Fathom took advantage of the struggling theater situation by bringing in films such as Thirsty Jesus: The Miracle of the Eucharist, a film that celebrates the Catholic faith boasts of one of the Mark Wahlbergbrothers as producers. Unless something happens in the next two weeks, it will end the year as the third-best non-fiction film at the box office, behind only Piece by piece, Pharrell WilliamsBiology documentaries using LEGO. (Vanity fair Contacted representative to Jesus is thirsty for comment, but no response was received as of publication time.)

Another Fathom release, The ship and the darkness, claims to prove that the biblical account of an all-encompassing flood (the ark in the title is Noah’s, not Indiana Jones’s) is correct. It was billed as the fifth highest-grossing documentary of the year.

While Nutt’s theatrical partners clearly deserve credit for bringing niche films to larger audiences, there are other ways to build audiences for religious films. like this. The company actively engages religious groups outside of the areas where Fathom’s faith-centered films are playing. “We license that content to them, to the church, and then the churches actually display that content,” Nutt said. “That’s something we feel really excited about doing, to make sure that people in smaller communities that don’t have a movie theater within a reasonable distance of their home can see our content. I.”

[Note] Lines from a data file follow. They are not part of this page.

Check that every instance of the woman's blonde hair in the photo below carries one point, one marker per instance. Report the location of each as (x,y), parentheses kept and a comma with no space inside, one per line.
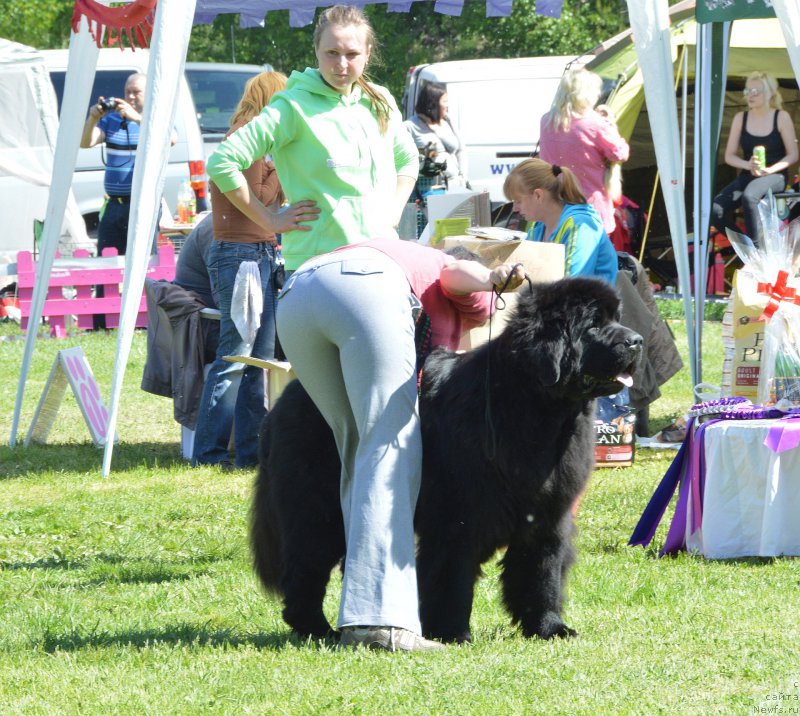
(257,93)
(347,16)
(769,86)
(577,92)
(531,174)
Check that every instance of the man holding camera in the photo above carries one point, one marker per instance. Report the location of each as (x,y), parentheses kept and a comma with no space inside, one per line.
(115,121)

Church screenings, he added, “aren’t a huge revenue generator for us” — but the strategy can clearly boost a movie’s box office receipts. For a genre where most films sell thousands of tickets (if that), group ticket sales can be quite significant.

Faith-based film advocates also use social media advertising to encourage email campaigns. Rebecca Fons, program director for both Chicago’s Gene Siskel Film Center and Iowa Theater in the small Midwestern town of Winterset, is where the business ends of those campaigns. “You can imagine that I program really different films in Chicago than I do in Iowa,” she said. At the second location, she was encouraged to show “Trump content — or, you know, Catholic content or Christian content.”